Washington, Aug 13 (Inditop.com) US economists are generally agreed that America’s worst economic downturn since the Great Depression is over, but an average American is unlikely to feel things are significantly better anytime soon.
The Wall Street Journal’s survey of top economists, published Wednesday, found that 57 percent believe the recession is already over, while another 23 percent believe that the economy will turn in the next month or two.
Most economists now expect growth in the gross domestic product, the broad measure of the nation’s economic activity, of about three percent or more in the period of July through September.
But the National Bureau of Economic Research (NBER), the body of economists charged with officially setting the start and the end of each recession, won’t pronounce a start of the recovery until next year at the earliest, CNNMoney.com said.
Its statement that the 2001 recession ended in November of that year didn’t come until 18 months later, it noted. Its pronouncement that the current recession had started in December 2007 didn’t come until 12 months after the start. So by the time the NBER says anything about a recovery, it will already be well established.
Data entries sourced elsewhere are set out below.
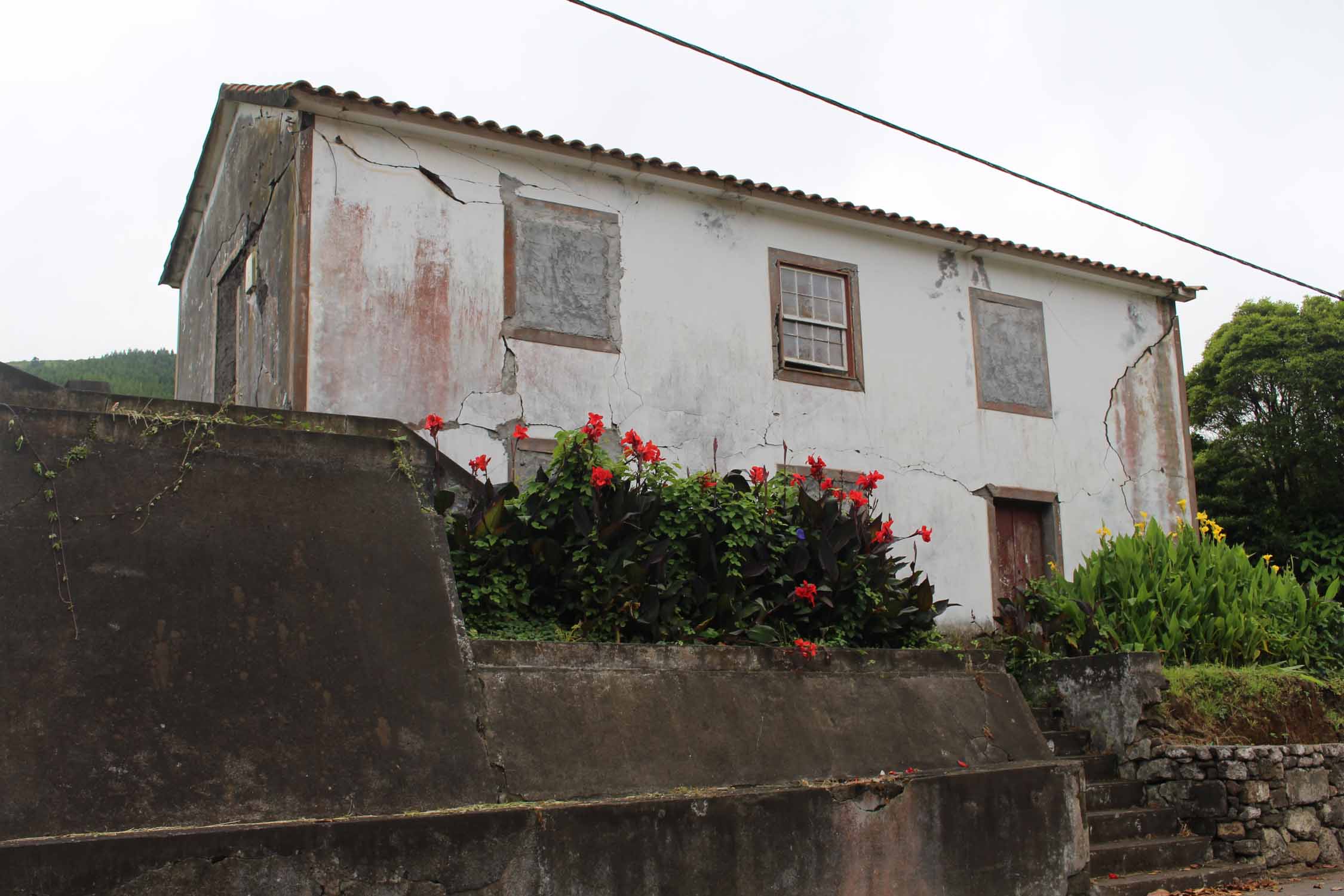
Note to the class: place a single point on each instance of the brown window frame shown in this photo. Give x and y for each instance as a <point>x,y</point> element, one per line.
<point>533,445</point>
<point>1030,304</point>
<point>850,379</point>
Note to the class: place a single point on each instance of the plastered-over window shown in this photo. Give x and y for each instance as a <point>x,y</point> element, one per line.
<point>1012,371</point>
<point>815,320</point>
<point>562,274</point>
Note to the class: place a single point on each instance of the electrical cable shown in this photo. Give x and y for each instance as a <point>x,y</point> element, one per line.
<point>943,146</point>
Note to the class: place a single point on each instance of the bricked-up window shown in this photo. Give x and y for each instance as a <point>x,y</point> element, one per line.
<point>815,320</point>
<point>1012,371</point>
<point>562,274</point>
The closest to an official pronouncement of the end of the recession came in the statement from the Federal Reserve Wednesday that it sees the economy as “levelling out” following its long decline.
But the Fed still cautioned that economic activity would remain weak in the near term. However, Lakshman Achuthan, managing director of the Economic Cycle Research Institute, which forecast in April the recession would end this summer, believes there is now a growing consensus about that turnaround.
“But if you’ve waited until today to consider the idea that the recession is ending this summer, you’re already behind the curve,” he was quoted as saying by CNNMoney.com.
Achuthan said it is very difficult to forecast a turn in the economy in real time, and that to try to make the distinction now between whether the economy turned higher in June or July is “a false sense of precision”.
Economists say that the other reason that the start of the recovery is not a cause for celebration is it’s not yet clear how strong this recovery will be.
And even some of the economists who believe the recovery has already started say this one will be more painful than a lot of recoveries in the past.